The World Health Organization reported 409 272 drowning deaths worldwide in the year 2000, making this the second leading cause of unintentional injury death globally, after road traffic accidents.1 The burden of near-drowning morbidity has not been defined but is likely to be high.

Acidosis, especially pH < 7.0, usually correlates with a poor outcome. However, in drowning, the prognosis is often less grim, and patient survival has been reported after pH levels as low as 6.29.2 In our patient, the acidosis had both respiratory and metabolic components. The respiratory component, caused by apnoea, was the most readily correctable with gentle hyperventilation to “blow off” excess CO2. This had a rapid effect on the pH.

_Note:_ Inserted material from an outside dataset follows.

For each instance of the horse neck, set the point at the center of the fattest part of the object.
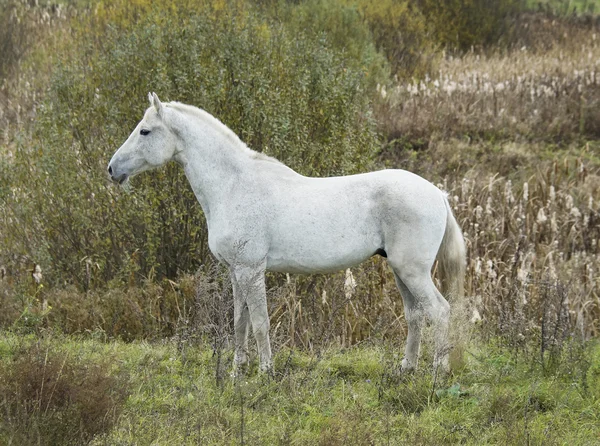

The metabolic component was most probably a result of both physiological and pathological processes — the extreme muscle exertion while struggling in the surf and end-organ hypoxia as his respiration and circulation failed. In intensive care, blood lactate levels > 10 mmol/L are associated with 95% mortality.3 Our patient’s arterial lactate level was 29 mmol/L. We believe one reason for his good outcome was that the acidosis had a different aetiology to that in most intensive-care patients, in whom sepsis, hypoxia and shock predominate. This case therefore highlights the importance of continuing resuscitation efforts despite severe acidosis and fixed dilated pupils in drowning victims, as ultimate neurological recovery is still possible.

Hypothermia is not a novel therapy for near-drowning. For over four decades, favourable outcomes have been reported for victims of near-drowning in ice-cold water.4 The effects of hypothermia are thought to be mediated by a reduction in brain metabolic requirements, limiting hypoxic cellular damage.

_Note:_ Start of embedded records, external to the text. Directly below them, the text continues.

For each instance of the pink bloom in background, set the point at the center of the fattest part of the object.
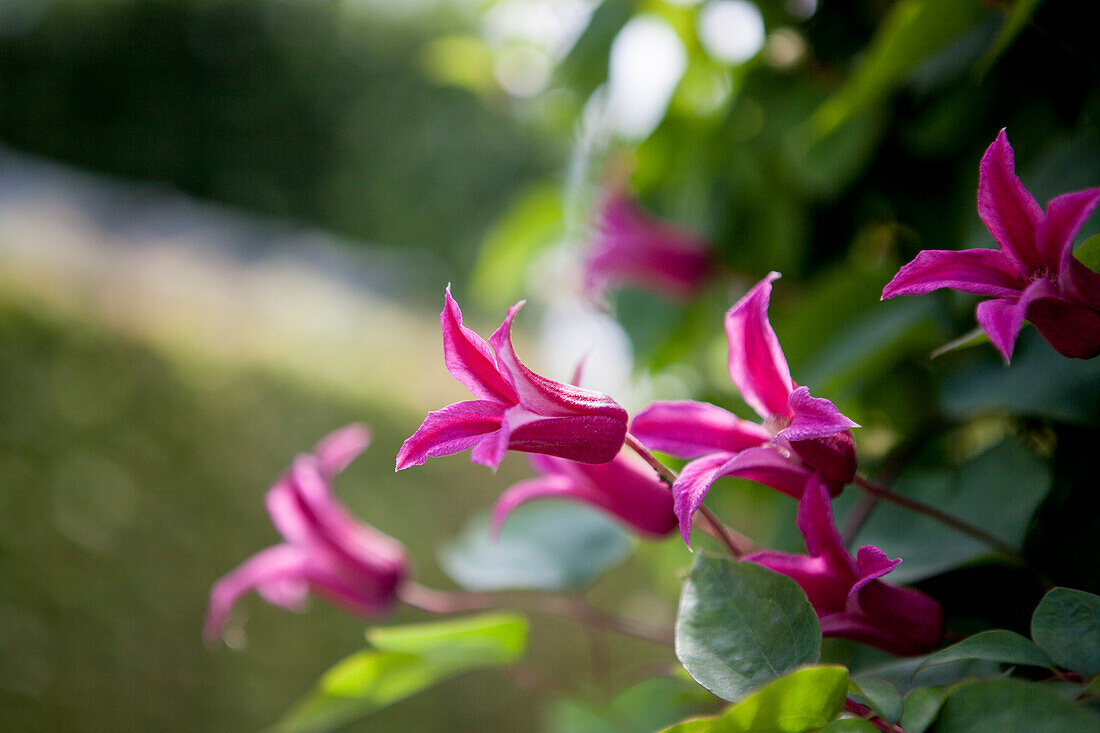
(633, 248)
(846, 592)
(515, 409)
(1033, 276)
(625, 488)
(327, 550)
(800, 435)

A 1986 trial in Canada used hypothermia in near-drowned children to reduce intracranial pressure and limit brain injury.5 However, the death rate in the hypothermic group was higher than in the normothermic group, with most deaths attributed to neutropenic sepsis. This complication is now thought to occur only in children.6 The study also used lower temperatures and a longer period of hypothermia than is now recommended. This may have contributed to the poorer outcome and subsequent lack of interest in hypothermia for near-drowning. Interestingly, survivors in the study were more likely to be neurologically intact if they had been assigned to the hypothermia group. This suggests that the benefit of hypothermia may be not in preventing death but in improving neurological outcome in survivors.

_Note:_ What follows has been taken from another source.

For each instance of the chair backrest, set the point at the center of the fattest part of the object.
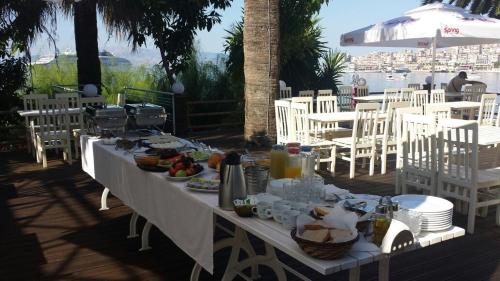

Recent evidence for controlled hypothermia as a neuroprotective therapy has been published in a study assessing its benefits in treating out-of-hospital cardiac arrest.7 This study used moderate (33°C), short-term (12 hours) hypothermia. Based on the favourable outcome of this and similar studies, the 2002 World Congress on Drowning, in Amsterdam, recommended this therapy for near-drowning victims who have restoration of adequate spontaneous circulation and remain comatose.8 A recent ILCOR (International Liaison Committee on Resuscitation) advisory statement also suggested that hypothermia may be beneficial for other rhythms causing cardiac arrest in settings such as drowning.9

We suggest that, in near-drowning cases where the patient remains comatose yet has adequate circulation, controlled hypothermia is an important tool to maximise neurological recovery. Further, severe acidosis should not be seen as a poor prognostic marker and should not preclude ongoing resuscitation efforts.